How to understand program NOTATIONS and TEMPO training

How to understand program NOTATIONS and TEMPO training

This article is a guide to understanding Frogman Project programming and why we use programming notations and tempos. Programs contain tempo and notation for 2 reasons:

It helps to maintain a quality and standard in the strength and conditioning world where every coach uses the same format to structure exercise order and the way you are to do your reps. This is important for standardising.

The order of the exercises is firstly written alphabetically with A B C etc etc. If there is a number after the letter it means that there a 1,2 or more exercises in that section that need to be completed in THAT order before moving onto the next section. Let’s break it down further.

Notation Ordering

When you see something like this:

A. Chin up
B. Strict press
C. Reverse curl

This means that the first exercise, chin up, is performed until all the sets, reps, and rests are complete. Then the strict press and reverse curl follow in that order.
Skill and complexes are written as follows:

D1. Deadlift
D2. Good morning
D3. Bent over row

This notation indicates that one set of exercise D1 is performed, followed by one set of exercise D2, and then one set of exercise D3. The number of sets will be indicated in the notation, for example:

E1. Ring rows – 3 x 10
E2. Ring dips – 3 x 10

That would describe 3 rounds of a superset, with 10 reps being performed in every set. Another example would be:

F1. Lateral raise – 10/8/6
F2. Front raise – 9/7/5

That describes 3 rounds of a superset, but the number of reps in each set changes in each round (10 reps of lateral raises followed by 9 reps of front raises in the first round).


Tempo is the speed at which a rep is performed – by speeding up or slowing down a rep we can completely change the outcome on the athlete.

Tempo divides a repetition into four phases: For example 3-0-1-0

  1. The first number in the series (3) is the length in time, measured in seconds, of the eccentric phase or lowering part of the lift.
  2. The second number (0) is the transition time or pause between the eccentric and concentric phases.
  3. The third number (1) is the length in time of the concentric phase or lifting part of the lift.
  4. The fourth number (0) is the transition time between the end of the concentric phase of the current rep, and the start of the eccentric phase of the next rep.

Note that an X indicates that the phase should be performed as explosively as possible. For example, a X/0/2/0 tempo on the bench press would mean that you press the bar up as quickly as you can, not pausing at the top, then take 2 seconds to lower the bar to your chest, with no pause before beginning the next rep.
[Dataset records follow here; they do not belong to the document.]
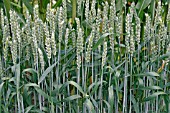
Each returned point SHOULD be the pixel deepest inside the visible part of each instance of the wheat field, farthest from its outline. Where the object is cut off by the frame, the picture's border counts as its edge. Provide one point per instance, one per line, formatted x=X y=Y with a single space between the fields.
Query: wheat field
x=85 y=56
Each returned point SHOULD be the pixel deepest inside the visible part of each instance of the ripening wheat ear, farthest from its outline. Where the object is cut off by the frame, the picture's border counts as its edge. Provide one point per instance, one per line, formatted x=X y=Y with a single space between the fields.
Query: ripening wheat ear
x=41 y=59
x=47 y=41
x=127 y=29
x=89 y=47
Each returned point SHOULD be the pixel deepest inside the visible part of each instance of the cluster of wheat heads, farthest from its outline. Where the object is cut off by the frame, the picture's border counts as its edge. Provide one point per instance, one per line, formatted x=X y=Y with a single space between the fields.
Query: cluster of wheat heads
x=104 y=60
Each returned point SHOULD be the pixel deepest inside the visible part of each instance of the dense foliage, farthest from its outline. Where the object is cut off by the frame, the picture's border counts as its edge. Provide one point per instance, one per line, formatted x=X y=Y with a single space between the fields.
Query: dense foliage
x=79 y=56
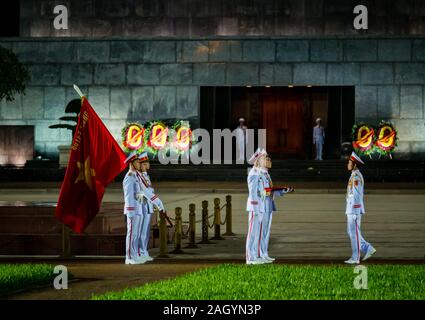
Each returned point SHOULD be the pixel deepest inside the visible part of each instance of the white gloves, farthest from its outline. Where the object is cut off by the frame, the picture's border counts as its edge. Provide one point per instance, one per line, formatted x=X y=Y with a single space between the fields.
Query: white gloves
x=139 y=197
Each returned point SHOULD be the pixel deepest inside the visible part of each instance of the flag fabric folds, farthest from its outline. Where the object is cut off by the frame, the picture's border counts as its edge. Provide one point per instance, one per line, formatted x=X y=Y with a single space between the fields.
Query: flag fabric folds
x=95 y=160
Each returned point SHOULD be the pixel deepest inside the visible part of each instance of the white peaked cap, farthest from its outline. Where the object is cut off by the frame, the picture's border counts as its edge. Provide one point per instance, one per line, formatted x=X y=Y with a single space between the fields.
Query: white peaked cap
x=257 y=154
x=355 y=158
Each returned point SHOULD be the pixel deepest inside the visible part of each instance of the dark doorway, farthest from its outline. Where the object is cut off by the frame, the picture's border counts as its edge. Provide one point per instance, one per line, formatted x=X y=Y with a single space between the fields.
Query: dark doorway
x=288 y=114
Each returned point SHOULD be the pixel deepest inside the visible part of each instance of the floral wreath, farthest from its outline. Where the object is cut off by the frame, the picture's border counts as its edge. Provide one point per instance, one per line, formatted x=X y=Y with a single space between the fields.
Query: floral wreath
x=181 y=136
x=386 y=138
x=133 y=137
x=367 y=141
x=156 y=135
x=363 y=139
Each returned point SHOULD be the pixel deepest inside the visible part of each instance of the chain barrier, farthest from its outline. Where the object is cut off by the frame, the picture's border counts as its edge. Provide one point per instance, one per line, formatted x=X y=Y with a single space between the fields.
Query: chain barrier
x=190 y=233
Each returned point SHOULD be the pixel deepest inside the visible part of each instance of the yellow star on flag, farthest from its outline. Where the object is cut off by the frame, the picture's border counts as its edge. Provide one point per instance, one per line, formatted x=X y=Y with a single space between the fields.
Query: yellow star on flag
x=85 y=172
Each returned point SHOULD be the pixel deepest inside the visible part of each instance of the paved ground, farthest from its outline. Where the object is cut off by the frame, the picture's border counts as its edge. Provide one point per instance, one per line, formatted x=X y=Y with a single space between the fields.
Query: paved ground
x=307 y=225
x=94 y=278
x=310 y=227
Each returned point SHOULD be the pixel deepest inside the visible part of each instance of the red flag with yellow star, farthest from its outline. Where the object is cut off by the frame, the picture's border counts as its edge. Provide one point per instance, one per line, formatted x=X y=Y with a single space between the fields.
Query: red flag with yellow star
x=95 y=160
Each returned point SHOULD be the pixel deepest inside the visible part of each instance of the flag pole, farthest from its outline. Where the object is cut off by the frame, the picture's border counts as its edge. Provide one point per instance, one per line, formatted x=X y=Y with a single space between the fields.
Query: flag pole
x=78 y=91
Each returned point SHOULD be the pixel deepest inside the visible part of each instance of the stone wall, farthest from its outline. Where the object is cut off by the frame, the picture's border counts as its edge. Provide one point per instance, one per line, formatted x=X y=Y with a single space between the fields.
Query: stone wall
x=157 y=79
x=195 y=18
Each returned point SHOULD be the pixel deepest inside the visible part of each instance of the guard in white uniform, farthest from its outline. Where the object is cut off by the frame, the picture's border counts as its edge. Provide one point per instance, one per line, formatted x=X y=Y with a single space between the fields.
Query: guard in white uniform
x=133 y=210
x=241 y=140
x=148 y=200
x=255 y=206
x=270 y=207
x=319 y=138
x=354 y=211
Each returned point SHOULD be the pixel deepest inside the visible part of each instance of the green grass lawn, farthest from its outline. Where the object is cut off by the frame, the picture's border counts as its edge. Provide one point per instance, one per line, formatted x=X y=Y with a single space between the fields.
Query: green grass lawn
x=271 y=282
x=20 y=276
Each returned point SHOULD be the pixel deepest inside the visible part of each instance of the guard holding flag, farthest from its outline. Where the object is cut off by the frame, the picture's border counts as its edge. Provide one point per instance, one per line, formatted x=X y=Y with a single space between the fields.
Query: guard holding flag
x=255 y=206
x=148 y=200
x=354 y=211
x=133 y=210
x=270 y=207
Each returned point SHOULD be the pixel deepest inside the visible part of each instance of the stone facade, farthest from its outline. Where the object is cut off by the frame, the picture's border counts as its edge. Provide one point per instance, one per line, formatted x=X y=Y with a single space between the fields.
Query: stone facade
x=146 y=59
x=160 y=79
x=199 y=18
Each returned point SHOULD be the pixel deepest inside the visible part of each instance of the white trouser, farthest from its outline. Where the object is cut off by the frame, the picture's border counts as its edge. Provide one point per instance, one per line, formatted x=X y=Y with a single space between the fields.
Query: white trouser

See a video example here.

Rest and Extended Sets

Rest intervals are indicated within the program usually, like this:

Back squat 4 x 10-12, 45 secs rest between sets

If you see no explicit guidelines, typically a rest of 60-90 secs is appropriate, although more rest may be needed for heavy compound movements, and less may be needed for isolation work.

Our programming is progressive and the tempo and percentages have been calculated, trialed and tested to ensure continual progression. Mess with the numbers and you mess with your progress.